Of 238 passengers and 5 crew on board, 8 were killed and over 200 injured, 11 critically. The train was traveling at 102 mph (164 km/h) in a 50 mph (80 km/h) zone of curved tracks when it derailed.
Some of the passengers had to be extricated from the crashed cars. Many of the passengers and local residents helped first responders during the rescue operation. Five local hospitals treated the injured. The derailment disrupted train service for several days.
Congressman Robert Brady shared on Facebook:
'Mr. Speaker, I rise to remember the 8 people who were killed, as well as the more than 200 people injured in the Amtrak train 188 derailment one year ago today in Philadelphia. This tragedy affected the entire region, touching the lives of hundreds of people across the country. It serves as an important reminder that we must work to ensure the necessary safeguards are in place, in order to protect Amtrak riders and employees from unnecessary heartbreaks such as this.

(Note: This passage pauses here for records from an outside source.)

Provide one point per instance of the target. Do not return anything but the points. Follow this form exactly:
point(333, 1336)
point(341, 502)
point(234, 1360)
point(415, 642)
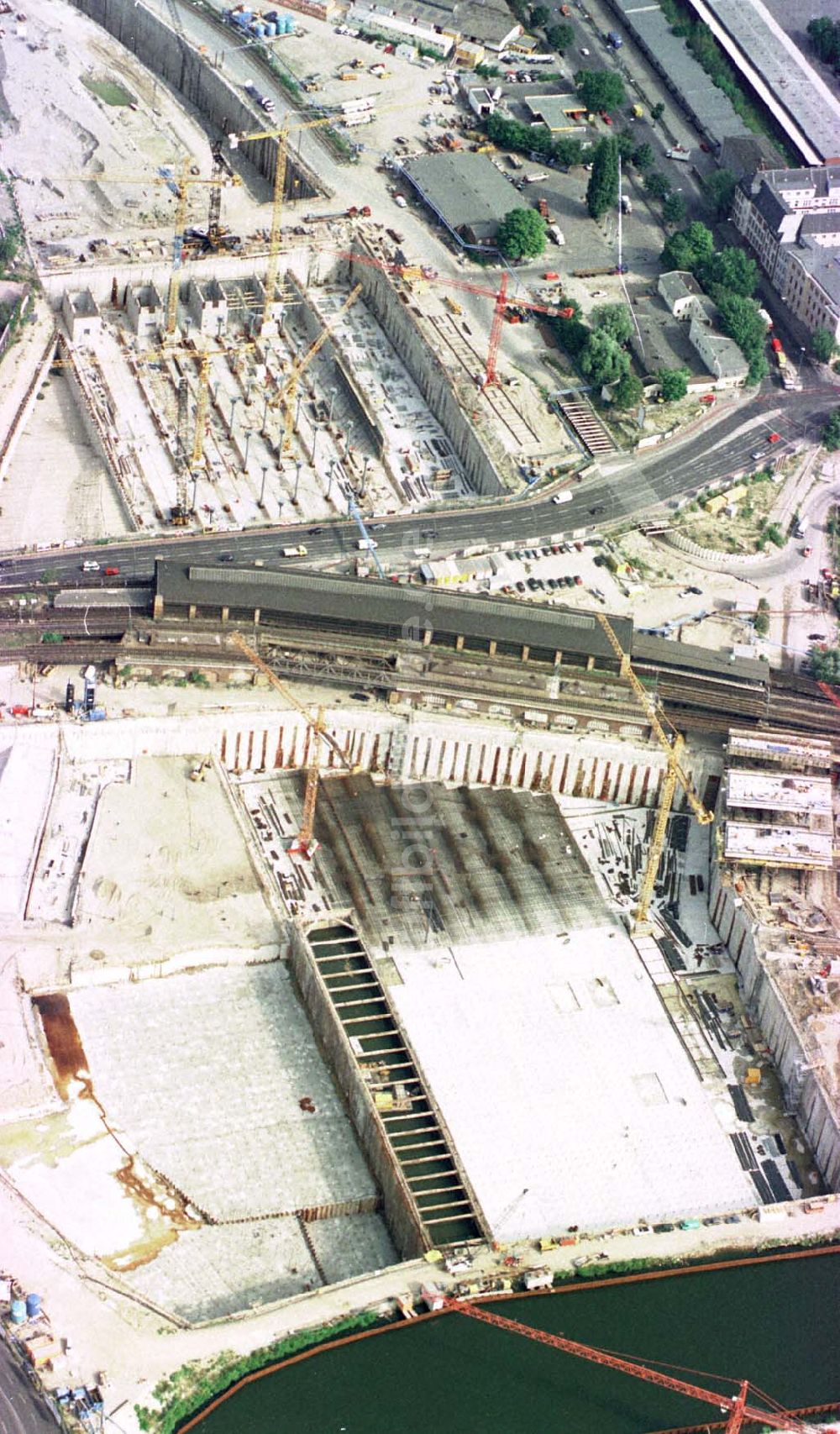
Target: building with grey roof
point(791, 221)
point(720, 355)
point(320, 601)
point(465, 191)
point(744, 154)
point(679, 288)
point(777, 71)
point(556, 112)
point(491, 24)
point(704, 103)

On this day, it is also important to remember and be thankful for the selfless work of our first responders and hospital staff that treated the victims and consequently saved lives. Equally important was the open hearted response of the residents of the area, who truly showed the nation why we are known as the “City of Brotherly Love” by immediately opening their doors to the victims and providing food and water. In spite of this terrible tragedy, we can be proud of the humanity exhibited by all those who offered help.
Mr. Speaker, I ask that you and my other distinguished colleagues help me in honoring the victims of the train 188 derailment one year ago today.'
Federal authorities from the National Transportation Safety Board believe that the derailment was most likely accidental, and are investigating minor damage to the windshield of the train which may have been caused by a projectile, but did not penetrate the glass.